Su llegada a Arusha, al norte de Tanzania, no fue como turista. Lo hizo como voluntario, con la intención de aplicar sus conocimientos para contribuir al bienestar de las comunidades masái. Diseñar un sistema de riego para mejorar el acceso a cultivos era su meta inicial. Pero en algún punto del camino, la silueta imponente del Kilimanjaro comenzó a colarse en sus pensamientos. “Si logré llegar a África, ¿por qué no escalar el Kilimanjaro?”, se preguntó.
Con 5895 metros de altura, el Kilimanjaro se levanta majestuoso como el techo del continente. Juan Carlos, cuyo mayor reto físico hasta entonces había sido subir Monserrate, se enfrentaba ahora a una caminata de varios días, en la que el cuerpo y la mente serían puestos a prueba. Al comenzar la travesía, el verde espeso del bosque daba paso, paso a paso, a un paisaje rocoso y árido. Las temperaturas descendían tanto como aumentaba la dificultad del ascenso.
"Pole, pole", repetían los guías suajilis. Despacio, despacio. Era un consejo para evitar el mal de montaña, pero también un recordatorio de vida. Cada paso debía ser calculado, cada pausa valorada. La montaña no perdonaba el afán.
Las jornadas eran extenuantes, iniciando a las cinco de la mañana, con caminatas de hasta ocho horas. La logística era compleja: guías, cocineros, portadores y escaladores con historias distintas, pero un objetivo común. Juan se sentía acompañado, pero también profundamente solo. En esos silencios encontraba espacio para recordar. Su pareja, sus amigos, sus profesores. Su mamá, que seguro lo imaginaba en otro lugar, más seguro, más cerca.
Cada noche escribía en su cuaderno nombres y palabras nuevas. Quería agradecer. Quería llevarlos a todos a la cima con él.
El quinto día fue el más duro. La última subida comenzó a las 11 de la noche, en medio de una oscuridad total. El frío se volvió enemigo. Juan dejó de sentir las manos, los pies. En un momento, rezagado del grupo, sintió que uno de los portadores lo empujaba. Creyó que era por ir lento. Al voltear, vio que estaba solo.
Y entonces, el sol.
Los primeros rayos calentaron su rostro. A lo lejos, el pico Uhuru lo esperaba. "Estás en el punto más alto de África", decía el cartel. Juan se sentó. Sacó su cuaderno. Sacó los nombres. Los elevó al viento, en un gesto de gratitud, de humildad, de victoria.
Dos meses después, regresó a Colombia. Se vistió de toga, caminó hacia el escenario y recibió su título como ingeniero biomédico. En su mente, volvió a estar allí, en la cima, con el cartel y el cuaderno.
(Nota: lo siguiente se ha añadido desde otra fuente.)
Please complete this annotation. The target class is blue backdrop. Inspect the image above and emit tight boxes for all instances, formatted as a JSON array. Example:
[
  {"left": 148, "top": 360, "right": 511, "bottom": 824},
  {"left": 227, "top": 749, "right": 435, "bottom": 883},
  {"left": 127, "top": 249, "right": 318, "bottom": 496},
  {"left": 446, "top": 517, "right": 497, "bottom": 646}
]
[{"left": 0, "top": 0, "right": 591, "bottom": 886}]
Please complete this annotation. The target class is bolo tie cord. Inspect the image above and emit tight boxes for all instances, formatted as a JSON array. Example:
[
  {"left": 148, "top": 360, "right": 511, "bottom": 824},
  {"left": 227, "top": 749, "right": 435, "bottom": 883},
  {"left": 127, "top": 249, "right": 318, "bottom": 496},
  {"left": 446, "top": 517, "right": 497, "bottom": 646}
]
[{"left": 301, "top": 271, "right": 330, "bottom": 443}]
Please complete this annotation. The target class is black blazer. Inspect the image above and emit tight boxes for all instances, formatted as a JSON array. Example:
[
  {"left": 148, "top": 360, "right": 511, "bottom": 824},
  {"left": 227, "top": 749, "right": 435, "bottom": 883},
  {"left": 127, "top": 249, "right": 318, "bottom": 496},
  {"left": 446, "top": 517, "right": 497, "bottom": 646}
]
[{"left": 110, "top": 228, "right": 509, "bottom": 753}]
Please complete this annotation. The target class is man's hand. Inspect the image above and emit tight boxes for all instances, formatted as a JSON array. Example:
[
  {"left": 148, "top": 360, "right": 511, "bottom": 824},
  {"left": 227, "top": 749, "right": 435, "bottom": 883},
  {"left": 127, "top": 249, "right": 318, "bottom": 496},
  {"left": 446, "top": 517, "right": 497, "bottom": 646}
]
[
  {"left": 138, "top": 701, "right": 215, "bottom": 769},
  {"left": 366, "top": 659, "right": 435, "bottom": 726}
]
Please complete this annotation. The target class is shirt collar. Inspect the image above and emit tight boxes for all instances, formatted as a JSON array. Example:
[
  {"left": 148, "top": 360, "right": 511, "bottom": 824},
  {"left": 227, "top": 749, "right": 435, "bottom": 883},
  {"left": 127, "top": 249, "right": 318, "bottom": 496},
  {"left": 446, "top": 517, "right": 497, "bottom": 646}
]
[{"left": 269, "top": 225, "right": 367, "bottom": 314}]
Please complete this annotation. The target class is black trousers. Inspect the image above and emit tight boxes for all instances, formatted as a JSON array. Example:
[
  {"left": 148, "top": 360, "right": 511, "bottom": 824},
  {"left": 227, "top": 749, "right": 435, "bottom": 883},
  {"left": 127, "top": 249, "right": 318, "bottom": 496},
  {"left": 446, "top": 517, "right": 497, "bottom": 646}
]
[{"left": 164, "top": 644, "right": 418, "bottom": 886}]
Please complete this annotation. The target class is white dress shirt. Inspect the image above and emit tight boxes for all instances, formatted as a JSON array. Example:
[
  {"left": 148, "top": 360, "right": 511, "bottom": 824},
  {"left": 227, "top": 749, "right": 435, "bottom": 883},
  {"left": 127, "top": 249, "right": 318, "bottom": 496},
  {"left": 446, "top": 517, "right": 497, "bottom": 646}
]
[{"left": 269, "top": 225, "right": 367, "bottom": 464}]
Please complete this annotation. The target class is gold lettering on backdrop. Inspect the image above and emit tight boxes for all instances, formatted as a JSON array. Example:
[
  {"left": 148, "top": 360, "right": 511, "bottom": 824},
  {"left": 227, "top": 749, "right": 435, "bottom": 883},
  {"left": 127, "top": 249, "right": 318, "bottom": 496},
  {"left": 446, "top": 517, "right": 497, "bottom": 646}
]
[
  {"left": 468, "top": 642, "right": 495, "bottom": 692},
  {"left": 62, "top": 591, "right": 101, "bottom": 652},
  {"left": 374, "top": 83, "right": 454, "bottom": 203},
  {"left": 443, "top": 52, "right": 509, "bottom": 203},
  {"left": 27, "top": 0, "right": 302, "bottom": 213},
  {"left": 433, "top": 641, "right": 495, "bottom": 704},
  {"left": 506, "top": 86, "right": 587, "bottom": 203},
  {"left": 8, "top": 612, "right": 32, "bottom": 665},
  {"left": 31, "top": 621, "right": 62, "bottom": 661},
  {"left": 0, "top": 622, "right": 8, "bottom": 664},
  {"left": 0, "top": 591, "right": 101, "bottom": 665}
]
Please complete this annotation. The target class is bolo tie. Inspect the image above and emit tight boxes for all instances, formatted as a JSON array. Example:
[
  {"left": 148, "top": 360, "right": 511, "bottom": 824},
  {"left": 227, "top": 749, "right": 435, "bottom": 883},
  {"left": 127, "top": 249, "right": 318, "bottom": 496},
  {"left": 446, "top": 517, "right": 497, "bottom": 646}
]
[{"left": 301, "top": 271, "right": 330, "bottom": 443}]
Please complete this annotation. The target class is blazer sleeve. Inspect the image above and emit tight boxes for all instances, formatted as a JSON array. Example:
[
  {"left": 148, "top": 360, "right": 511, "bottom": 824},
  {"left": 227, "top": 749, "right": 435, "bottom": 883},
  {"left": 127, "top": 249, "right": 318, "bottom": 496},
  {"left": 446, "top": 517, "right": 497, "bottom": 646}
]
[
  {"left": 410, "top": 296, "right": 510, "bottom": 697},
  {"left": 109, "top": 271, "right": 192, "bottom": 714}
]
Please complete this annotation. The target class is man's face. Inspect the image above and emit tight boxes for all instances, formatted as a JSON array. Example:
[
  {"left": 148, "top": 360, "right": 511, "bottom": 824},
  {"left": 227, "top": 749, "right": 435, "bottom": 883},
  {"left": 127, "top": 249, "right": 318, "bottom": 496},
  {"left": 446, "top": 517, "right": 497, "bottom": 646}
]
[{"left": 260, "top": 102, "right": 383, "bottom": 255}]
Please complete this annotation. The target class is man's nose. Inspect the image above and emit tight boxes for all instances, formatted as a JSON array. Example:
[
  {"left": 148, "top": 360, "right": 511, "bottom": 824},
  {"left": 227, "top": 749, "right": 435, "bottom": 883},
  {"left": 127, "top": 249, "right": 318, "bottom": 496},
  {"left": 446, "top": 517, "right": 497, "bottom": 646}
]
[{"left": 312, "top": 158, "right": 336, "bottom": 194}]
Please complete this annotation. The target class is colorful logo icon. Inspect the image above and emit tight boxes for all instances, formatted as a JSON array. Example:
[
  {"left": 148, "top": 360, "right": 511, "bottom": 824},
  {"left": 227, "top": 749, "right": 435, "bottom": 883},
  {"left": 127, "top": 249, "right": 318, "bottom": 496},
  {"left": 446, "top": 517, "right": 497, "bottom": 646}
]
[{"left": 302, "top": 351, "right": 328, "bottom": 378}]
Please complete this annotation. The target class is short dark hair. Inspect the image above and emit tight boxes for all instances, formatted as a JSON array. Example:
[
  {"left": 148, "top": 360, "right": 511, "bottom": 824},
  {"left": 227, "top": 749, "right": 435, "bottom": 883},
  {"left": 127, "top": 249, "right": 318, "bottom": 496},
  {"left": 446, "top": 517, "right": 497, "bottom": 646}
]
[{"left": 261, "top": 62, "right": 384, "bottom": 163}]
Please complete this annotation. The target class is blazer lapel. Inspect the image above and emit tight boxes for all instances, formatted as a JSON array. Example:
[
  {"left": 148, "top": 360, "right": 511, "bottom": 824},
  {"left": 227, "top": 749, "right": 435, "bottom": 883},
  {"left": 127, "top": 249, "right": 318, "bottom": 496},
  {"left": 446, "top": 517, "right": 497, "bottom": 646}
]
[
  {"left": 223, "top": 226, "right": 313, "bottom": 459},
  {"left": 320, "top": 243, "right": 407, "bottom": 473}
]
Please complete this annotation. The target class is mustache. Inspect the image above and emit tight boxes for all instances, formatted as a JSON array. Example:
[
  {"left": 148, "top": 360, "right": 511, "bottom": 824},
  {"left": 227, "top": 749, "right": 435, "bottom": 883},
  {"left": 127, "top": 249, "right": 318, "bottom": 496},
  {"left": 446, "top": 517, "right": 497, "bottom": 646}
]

“Al recibir mi diploma, no pude evitar comparar mi pregrado con la experiencia del Kilimanjaro. Muchas veces, sentí que no lo lograría. Sin embargo, allí comprendí que, al igual que en la montaña, en la vida necesitas personas que te guíen, que te apoyen, que te enseñen a hacer pausas, a ir despacio... Y que al final, la recompensa lo vale”.